The US company ChatGPT from OpenAI, which last week received a large funding infusion from Microsoft, employs artificial intelligence (AI) to produce streams of text from simple prompts.

The outcomes have been so good that academics have cautioned that they might cause widespread cheating or possibly mean the end of conventional classroom teaching techniques.

The same test that students take, consisting of 95 multiple-choice questions and 12 essay questions, was administered to ChatGPT by Jonathan Choi, a professor at Minnesota University Law School, AFP reported.

He and his coauthors revealed that the bot received an overall grade of C+ in a white paper titled "ChatGPT goes to law school" that was released on Monday.

While this was sufficient for a passing grade, the bot performed poorly in most subjects and "bombed" math multiple-choice questions.

'Not a great student'

"In writing essays, ChatGPT displayed a strong grasp of basic legal rules and had consistently solid organization and composition," the authors wrote.

But the bot "often struggled to spot issues when given an open-ended prompt, a core skill on law school exams".

The use of ChatGPT in schools has been banned in New York and other places, but Choi claimed it would be a useful teaching tool.
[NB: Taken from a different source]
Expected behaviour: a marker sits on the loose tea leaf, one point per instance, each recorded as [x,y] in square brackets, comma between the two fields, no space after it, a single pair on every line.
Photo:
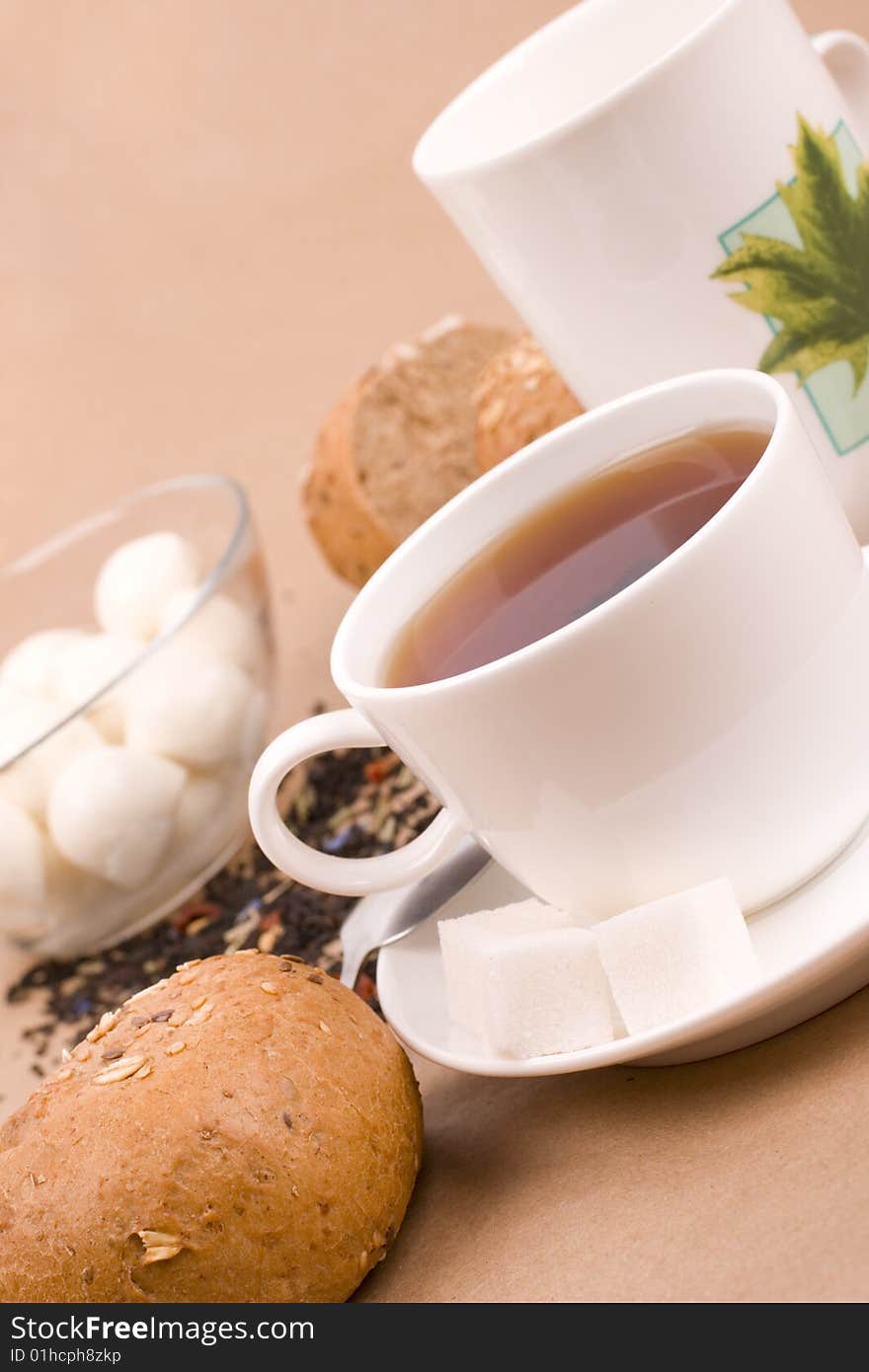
[819,292]
[342,800]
"Overall, ChatGPT wasn't a great law student acting alone," he wrote on Twitter.

"But we expect that collaborating with humans, language models like ChatGPT would be very useful to law students taking exams and to practicing lawyers."

He also claimed, in response to another Twitter user, that two out of three markers had picked up on the paper that had been written by a bot, downplaying the possibility of cheating.

"(They) had a hunch and their hunch was right, because ChatGPT had perfect grammar and was somewhat repetitive," Choi wrote.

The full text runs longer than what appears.